La première phase du concours de code avait mis en lumière le travail de trois candidats. Deux jeunes hommes et une jeune femme. Les deux premiers avaient peu d'expérience en matière d'entreprise. Quelques stages et job d'été. Ils suivaient tous les deux des cursus dans des écoles spécialisés, et, vu leur niveau, n'auraient aucun mal à trouver un poste dans leur domaine d'expertise, après leur diplôme. La question qui se posait en cet instant, dans cette salle, était : parviendraient-ils à être recrutés avant même l'obtention de ce diplôme ?

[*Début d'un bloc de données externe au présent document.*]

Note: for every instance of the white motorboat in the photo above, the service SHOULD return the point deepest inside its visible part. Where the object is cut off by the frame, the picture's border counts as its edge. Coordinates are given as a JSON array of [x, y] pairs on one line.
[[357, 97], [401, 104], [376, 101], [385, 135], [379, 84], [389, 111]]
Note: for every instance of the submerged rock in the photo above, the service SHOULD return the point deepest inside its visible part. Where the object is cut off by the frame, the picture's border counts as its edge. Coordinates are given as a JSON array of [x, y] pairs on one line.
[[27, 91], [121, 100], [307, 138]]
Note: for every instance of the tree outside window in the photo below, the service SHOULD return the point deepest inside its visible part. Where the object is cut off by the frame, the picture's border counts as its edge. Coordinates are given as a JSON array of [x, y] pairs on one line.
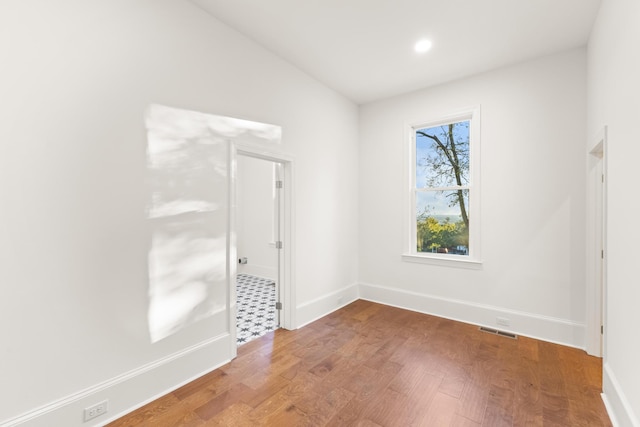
[[442, 186]]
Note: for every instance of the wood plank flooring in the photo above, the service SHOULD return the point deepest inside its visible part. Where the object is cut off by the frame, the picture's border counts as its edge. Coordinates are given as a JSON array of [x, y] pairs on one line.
[[373, 365]]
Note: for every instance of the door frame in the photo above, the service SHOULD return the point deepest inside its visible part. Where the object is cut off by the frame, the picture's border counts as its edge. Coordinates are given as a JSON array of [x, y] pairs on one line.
[[286, 259], [596, 274]]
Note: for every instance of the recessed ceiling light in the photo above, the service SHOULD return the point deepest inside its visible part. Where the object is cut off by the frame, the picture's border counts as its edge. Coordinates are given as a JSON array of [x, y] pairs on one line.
[[423, 46]]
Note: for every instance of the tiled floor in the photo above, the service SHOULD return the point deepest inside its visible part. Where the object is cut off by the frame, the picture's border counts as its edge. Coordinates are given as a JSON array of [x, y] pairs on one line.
[[256, 298]]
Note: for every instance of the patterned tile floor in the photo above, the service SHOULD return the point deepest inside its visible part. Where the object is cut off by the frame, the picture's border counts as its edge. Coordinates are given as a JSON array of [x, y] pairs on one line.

Face à eux, une candidate au profil bien différent. Pas de diplôme, sinon le bac spé maths avec une mention bien. Un abandon de prépa, alors que les résultats étaient brillants. Un job alimentaire, et des contrats en free-lance pour une boite qui fonctionnait au coup par coup. Un électron libre. Elle avait réussi l'épreuve de codage avec une marge d'erreur insignifiante, comme les deux autres.
Pour les départager, Anthéa Inc. avait décidé de les confronter à un problème récurrent dans l'entreprise : les tentatives de piratage de données. Contre toute attente, chacun avait utilisé une méthode différente pour apporter une solution. Pas qu'il y ait une seule méthode, de toute façon, mais Éric, à la tête du pôle informatique de la société, se félicitait d'avoir choisi cette épreuve, car elle mettrait en lumière les forces et les faiblesses des candidats.

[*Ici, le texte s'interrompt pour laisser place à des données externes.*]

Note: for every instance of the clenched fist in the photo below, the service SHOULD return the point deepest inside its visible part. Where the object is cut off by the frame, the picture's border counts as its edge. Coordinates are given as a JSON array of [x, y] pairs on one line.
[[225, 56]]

Steve, Joshua et Klaus surveillaient chacun un poulain. Les deux premiers, qui surveillaient les candidats masculins, ne cessaient d'envoyer à Éric, des remarques – Bonnes ou mauvaises - depuis leur pad. Klaus restait muet. Il fixait l'écran de sa candidate sans rien dire. Elle ne semblait pas s'en formaliser. Concentrée, elle poursuivait sa traque avec application, un sourire au coin des lèvres.
Éric s'était demandé s'il était bien judicieux de proposer à Klaus de juger de la compétence d'un candidat. L'informaticien, spécialiste de la sécurisation des données, n'était pas facile à juger lui-même. Et maintenant, le chef de pôle regrettait un peu, pensant que la candidate serait éliminée d'office, car arbitrée plus sévèrement que les deux autres.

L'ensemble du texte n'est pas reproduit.